I’m sad, and I’m angry, and I’m selfish. When I heard that he’d passed away I was numb, and when I’d learned that he’s likely committed suicide I was and probably still am in denial. Robin Williams wouldn’t do that to us. But that’s selfish, that’s his legacy talking, that’s the characters that he represented and the emotions that he made us feel creating a false person we never even met, but feel like he’s family.
In the end, my heart aches for Robin. He was a much better friend to us than we were to him. He had demons that he couldn’t conquer and I’m heartbroken at the total immersion breaker that this is. He was one of those people who made us believe in magic, and genie’s and love and faith and wonder, and at the end of the day the raw ugly reality was that his demons got the best of him.

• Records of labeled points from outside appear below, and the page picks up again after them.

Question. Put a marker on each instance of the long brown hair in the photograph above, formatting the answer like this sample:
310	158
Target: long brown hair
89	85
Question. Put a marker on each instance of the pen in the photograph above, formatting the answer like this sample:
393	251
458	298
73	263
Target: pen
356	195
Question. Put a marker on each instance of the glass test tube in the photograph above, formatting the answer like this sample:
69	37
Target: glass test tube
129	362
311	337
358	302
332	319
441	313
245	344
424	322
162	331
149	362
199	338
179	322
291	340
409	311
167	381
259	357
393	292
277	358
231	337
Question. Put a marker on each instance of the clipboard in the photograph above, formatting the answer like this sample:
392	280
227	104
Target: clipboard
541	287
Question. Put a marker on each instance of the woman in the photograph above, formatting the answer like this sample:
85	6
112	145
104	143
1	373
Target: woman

His most recent CBS show, The Crazy Ones, about a marketing exec in New York City hit very close to home. The song and dance of marketing and advertising, his manic creative nature, I’m probably one of the short lived shows biggest fans. You just know now that he was struggling, even while making us laugh, and cry, and spit chocolate milk out our noses.
Someone like Robin Williams dying, let alone via suicide, is one of those loops of grief where I keep bouncing back between disbelief and an overwhelming feeling of unfairness. He was a legend, he made so many people happy, he gave so much to the world, and it breaks my heart to think of what his life must have been like.
My wife wrote on her blog about the stigma, and that is what I hope can come of all this. So many tragedies in the last few years, school shootings and violence, stemming from a generation unable to talk about mental illness, about those of us with special needs. I hope that Robin Williams’ legacy is a tool in ending that stigma.
As someone with ADHD, I struggle with the side effects of medications, of the emotional fallout each day as my stimulant meds wear off and I’m left drained and irritable. Robin didn’t like to take his meds sometimes, and I’m the same way. Sometimes I feel I am at my best when I am at my most flawed, or rather that “normal behavior” has forced me to accept this label as being flawed vs. just being different. I wear my ADHD like a badge of courage, I’ve owned it, because the alternative is just too depressing. Robin owned his demons too, but clearly they got the best of him in the end.
To Robin – We ain’t never had a friend like you. Thank you for everything.